Cette démarche, je veux la placer sous la protection de Octavio Paz, dont je n’ai pas oublié la leçon. On sait que l’écrivain, curieux de tout et découvreur de talents, considérait l’art comme « l’une des formes les plus élevées de la vie » à condition toutefois que le créateur « échappe à un double piège : l’illusion de l’œuvre d’art et la tentation de prendre le masque de l’artiste. L’une et l’autre nous pétrifient : la première fait d’une passion une prison, la seconde d’une liberté une profession (2) ». Succomber à l’un ou l’autre de ces périls serait particulièrement malvenu pour faire l’éloge d’un art dont l’humour est l’arme principale.
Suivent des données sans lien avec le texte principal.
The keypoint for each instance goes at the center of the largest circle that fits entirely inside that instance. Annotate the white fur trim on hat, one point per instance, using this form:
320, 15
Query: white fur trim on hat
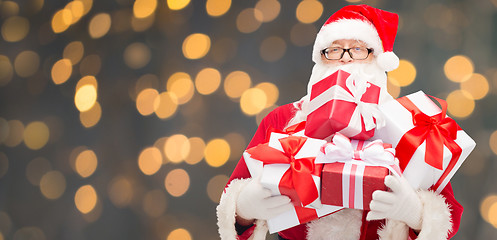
226, 213
346, 29
344, 225
436, 220
388, 61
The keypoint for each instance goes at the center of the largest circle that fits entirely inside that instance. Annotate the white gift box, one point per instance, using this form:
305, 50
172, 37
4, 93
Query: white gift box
399, 121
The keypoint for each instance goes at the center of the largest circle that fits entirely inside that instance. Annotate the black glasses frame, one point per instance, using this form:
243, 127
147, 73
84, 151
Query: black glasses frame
323, 52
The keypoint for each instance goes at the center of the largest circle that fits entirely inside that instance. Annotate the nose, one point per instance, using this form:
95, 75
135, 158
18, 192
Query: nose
346, 58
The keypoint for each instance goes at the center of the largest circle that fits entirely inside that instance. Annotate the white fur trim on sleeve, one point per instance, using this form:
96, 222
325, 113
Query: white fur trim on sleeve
436, 220
344, 225
226, 213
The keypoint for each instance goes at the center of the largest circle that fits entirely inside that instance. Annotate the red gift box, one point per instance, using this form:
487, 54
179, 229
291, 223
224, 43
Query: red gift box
338, 103
350, 185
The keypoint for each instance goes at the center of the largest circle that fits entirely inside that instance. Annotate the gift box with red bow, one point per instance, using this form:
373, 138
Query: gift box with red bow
285, 165
354, 169
341, 103
430, 145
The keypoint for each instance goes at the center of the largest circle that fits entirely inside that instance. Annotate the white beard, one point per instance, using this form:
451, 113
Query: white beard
370, 72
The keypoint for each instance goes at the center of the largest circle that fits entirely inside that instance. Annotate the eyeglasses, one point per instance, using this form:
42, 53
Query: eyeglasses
356, 53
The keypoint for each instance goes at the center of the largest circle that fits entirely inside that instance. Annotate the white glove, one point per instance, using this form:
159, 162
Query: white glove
401, 204
256, 202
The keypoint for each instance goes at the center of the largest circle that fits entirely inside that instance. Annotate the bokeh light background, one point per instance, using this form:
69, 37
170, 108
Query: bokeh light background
123, 119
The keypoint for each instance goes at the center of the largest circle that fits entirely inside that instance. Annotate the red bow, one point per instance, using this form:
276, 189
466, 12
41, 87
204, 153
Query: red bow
299, 176
438, 131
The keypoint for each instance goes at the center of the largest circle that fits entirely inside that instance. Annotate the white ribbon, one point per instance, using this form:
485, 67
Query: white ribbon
368, 111
372, 154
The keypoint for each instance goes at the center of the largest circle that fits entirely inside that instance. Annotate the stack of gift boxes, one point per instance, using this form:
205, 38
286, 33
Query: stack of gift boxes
350, 143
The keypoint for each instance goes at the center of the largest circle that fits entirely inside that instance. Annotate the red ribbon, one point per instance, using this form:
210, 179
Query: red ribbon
438, 131
299, 175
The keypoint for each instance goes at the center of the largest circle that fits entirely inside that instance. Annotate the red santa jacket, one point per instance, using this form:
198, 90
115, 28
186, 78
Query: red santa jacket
279, 119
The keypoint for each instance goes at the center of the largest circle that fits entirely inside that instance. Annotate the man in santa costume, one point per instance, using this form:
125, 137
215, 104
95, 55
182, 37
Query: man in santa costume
358, 39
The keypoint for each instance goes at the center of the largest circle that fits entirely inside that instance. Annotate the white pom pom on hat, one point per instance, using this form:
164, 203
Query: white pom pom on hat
375, 27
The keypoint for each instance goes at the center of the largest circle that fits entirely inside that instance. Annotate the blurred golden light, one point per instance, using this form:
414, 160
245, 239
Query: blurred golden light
177, 148
177, 4
6, 70
181, 85
460, 104
86, 163
95, 213
145, 81
196, 46
85, 199
154, 203
4, 164
87, 4
458, 68
142, 24
197, 146
476, 85
272, 49
216, 8
99, 25
144, 8
9, 9
207, 81
90, 65
165, 105
27, 63
309, 11
31, 233
85, 97
74, 51
145, 101
16, 133
91, 117
36, 135
177, 182
15, 29
4, 129
150, 160
77, 10
493, 142
53, 184
485, 206
137, 55
248, 20
217, 152
271, 92
36, 169
179, 234
236, 83
262, 114
61, 71
302, 34
253, 101
270, 9
120, 191
5, 223
61, 20
404, 75
215, 187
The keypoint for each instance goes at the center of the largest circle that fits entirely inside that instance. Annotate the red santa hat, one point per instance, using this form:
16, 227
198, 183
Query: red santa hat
375, 27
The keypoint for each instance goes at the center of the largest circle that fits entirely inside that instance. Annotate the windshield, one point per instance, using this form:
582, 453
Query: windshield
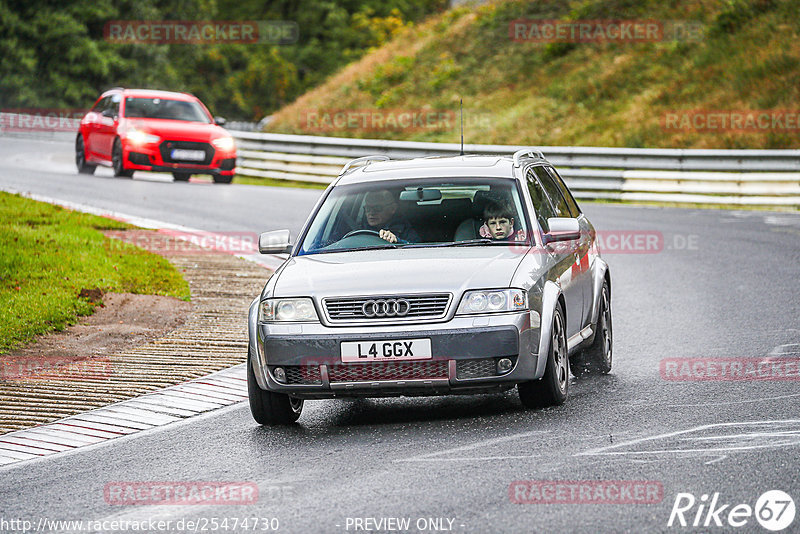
419, 213
162, 108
Je fais appel à la complicité du lecteur pour qu’aux moments opportuns il sache ajouter de lui-même le signe de ponctuation proposé à la fin du xixe siècle par le poète français Alcanter de Brahm (alias Marcel Berhardt) et hélas oublié : le point d’ironie ! Placé à la fin d’une phrase, il indiquait que celle-ci devait être prise au second degré (3). Car, enfin, il ne faudrait pas prendre tout ceci trop au sérieux…




  1. J’ai trouvé cette définition dans l’ouvrage d’Isabelle de Maison Rouge, intitulé Salut l’artiste : idées reçues sur les artistes (Le Cavalier Bleu, 2010), et je partage son sens de la litote quand elle juge ce texte « ni tout à fait sexy ni terriblement convainquant».
  2. Octavio Paz, Marcel Duchamp : l’apparence mise à nu (éditions Claude Givaudan, 1967)
  3. En 1997, Agnès b., Christian Boltanski et Hans-Ulrich Obrist ont créé une revue périodique d’art qui porte comme titre le signe du point d’ironie ; plus de cinquante numéros ont été publiés.